In a recently published article by the Spanish newspaper “El País”, is was revealed that Dutch, German and French banks exacerbated the euro crisis in 2010 by failing to honour agreements on Greece made in the IMF. The Spanish economist Jose Carlo Díez described the article as the latest evidence of “the immorality of the entire euro crisis.” Who could doubt that gambling at the expense of millions of citizens across Europe is indeed immoral? And if the crisis is immoral, so it follows that the institutions that are involved in it are also immoral. But moral judgment is reserved to human beings: banking institutions, rating agencies, intergovernmental institutions are all made up of people.
Is it then really the people behind the euro crisis who are immoral? Having watched these two movies, once is convinced at least of this: that’s not a business for everyone. One needs to possess vast inner reserves of insensitivity, endurance and a limitless desire for power in order to advance in the world of finance. After all, as was cynically proclaimed in a BBC interview that went viral about three years ago, “governments don’t rule the world; Goldman Sachs rules the world.”

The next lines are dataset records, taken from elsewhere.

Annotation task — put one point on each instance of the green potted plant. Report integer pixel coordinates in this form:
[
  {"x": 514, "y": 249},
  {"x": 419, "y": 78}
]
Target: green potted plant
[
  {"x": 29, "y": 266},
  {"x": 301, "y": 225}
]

The ending of both films is rather pessimistic as to the conclusion both Gavras and Scorsese draw: the conclusion is that that’s the name of the game. The “Wolf of Wall Street” ends with a humorous touch as to the “downfall” of Jordan Belfort’s still far from penniless existence. “Le Capital” ends with a touch of surrealism and black humor, when Marc Tourneuil, the Phenix Bank CEO, triumphantly declares before the board: “My friends, I am a modern Robin Hood. We will take from the poor and give it to the rich”, only to be followed by a thunderous applause. And this is exactly when the ending of Orwell’s “Animal Farm” comes to mind: “Twelve voices were shouting in anger, and they were all alike. No question, now, what had happened to the faces of the pigs. The creatures outside looked from pig to man, and from man to pig, and from pig to man again; but already it was impossible to say which was which.”